Assim que terminou sua oração, os carrascos jogaram-no sobre a roda e giraram-na. Os profundos cortes abriram seu estômago, seus órgãos e intestinos caíram ao chão e todo o piso foi banhado por seu sangue. Perante o morto, Diocleciano levantou a voz e perguntou aos que lá estavam: “Onde está agora o deus de Jorge a quem chamam Jesus, aquele que os judeus crucificaram e mataram? Por que não veio ele para libertá-lo de minhas mãos?” Sob as ordens do imperador, os soldados reuniram seus restos mortais e os jogaram num poço fora da cidade.
Naquela tarde, um terremoto atingiu Nicomédia, o céu encobriu-se e as ondas do golfo ultrapassaram os cinco metros de altura. Alguns dos que estavam na cidade podiam ouvir trombetas, e uma carruagem corria sobre a névoa. Era Cristo em seu carro de querubins acompanhado do Arcanjo Miguel. Ele ordenou: “Desce ao poço e ajunta os restos de Meu filho Jorge, pois esse valente cultivador pensou em seu coração que não escaparia deste instrumento, no qual Eu o permiti cair para que creia de todo o seu coração e saiba que só Eu o posso libertar.”
O arcanjo desceu ao poço e ajuntou-lhe todas as partes, até que nem um só arranhão pudesse ser visto. O Senhor pegou-lhe na mão, levantou-o do poço e disse: “Ó Meu amado Jorge, eis que a Mão que formou Adão, o primeiro homem, está agora prestes a criar-te de novo.” O Senhor soprou sobre o seu rosto, e tornou a enchê-lo de vida.
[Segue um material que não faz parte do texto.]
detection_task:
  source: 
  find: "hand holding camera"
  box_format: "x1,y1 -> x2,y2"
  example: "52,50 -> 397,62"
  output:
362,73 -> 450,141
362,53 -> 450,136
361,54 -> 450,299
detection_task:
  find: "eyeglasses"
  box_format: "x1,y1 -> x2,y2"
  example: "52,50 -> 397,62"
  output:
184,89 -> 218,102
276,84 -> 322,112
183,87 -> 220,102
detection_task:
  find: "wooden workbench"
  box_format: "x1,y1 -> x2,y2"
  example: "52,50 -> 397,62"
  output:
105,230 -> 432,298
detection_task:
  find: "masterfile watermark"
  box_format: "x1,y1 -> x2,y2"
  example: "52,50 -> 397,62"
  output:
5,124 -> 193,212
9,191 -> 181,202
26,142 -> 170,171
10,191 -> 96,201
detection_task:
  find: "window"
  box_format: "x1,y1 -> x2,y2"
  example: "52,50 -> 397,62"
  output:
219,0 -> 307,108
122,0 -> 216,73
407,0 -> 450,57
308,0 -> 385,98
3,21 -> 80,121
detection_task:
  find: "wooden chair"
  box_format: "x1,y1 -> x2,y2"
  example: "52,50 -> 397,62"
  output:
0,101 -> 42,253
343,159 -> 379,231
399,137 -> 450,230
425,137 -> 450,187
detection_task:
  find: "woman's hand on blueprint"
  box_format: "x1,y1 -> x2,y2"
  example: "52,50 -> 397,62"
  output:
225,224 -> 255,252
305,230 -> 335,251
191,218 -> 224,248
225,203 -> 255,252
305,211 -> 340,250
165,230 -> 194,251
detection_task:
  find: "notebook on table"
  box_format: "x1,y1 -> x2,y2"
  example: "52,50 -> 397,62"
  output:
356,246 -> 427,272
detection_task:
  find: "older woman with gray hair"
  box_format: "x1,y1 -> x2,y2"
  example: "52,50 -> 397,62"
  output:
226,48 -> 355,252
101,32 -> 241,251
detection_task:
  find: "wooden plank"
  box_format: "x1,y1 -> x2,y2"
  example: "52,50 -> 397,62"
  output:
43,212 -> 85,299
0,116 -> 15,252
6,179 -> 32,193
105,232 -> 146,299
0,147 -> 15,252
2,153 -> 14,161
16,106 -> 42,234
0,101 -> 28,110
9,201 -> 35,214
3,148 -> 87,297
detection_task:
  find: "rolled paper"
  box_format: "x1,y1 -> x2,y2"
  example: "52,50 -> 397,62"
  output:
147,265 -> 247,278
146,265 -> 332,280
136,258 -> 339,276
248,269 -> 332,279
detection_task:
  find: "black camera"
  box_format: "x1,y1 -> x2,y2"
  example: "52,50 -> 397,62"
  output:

Abraçando-o, subiu aos Céus com o arcanjo e com os querubins. São Jorge levantou-se apressadamente, e correu de volta à cidade a procura de Diocleciano e seus servos.
Os tribunos e a serra
Era noite, e o imperador e seus servos estavam a jantar. Encontrando-os, gritou: “Sabeis quem vos fala? Sou eu, Jorge, a quem matastes ontem porque desprezastes o meu Deus que podia destruir-vos num instante!” Diocleciano não creditou-o, e disse a todos que era um impostor disfarçado, mas os santos tribunos Anatólio e Protoleão, que o conheciam há anos, exclamaram: “Em verdade, este é Jorge, ele ressuscitou dos mortos!” Todos concordaram, e mais de três mil soldados e cidadãos que conheciam Jorge, dos quais sabemos o nome de Vitor, Zótico, Zenão, Acindino e Severiano, passaram a crer em Cristo. No dia seguinte, todos foram levados à prisão.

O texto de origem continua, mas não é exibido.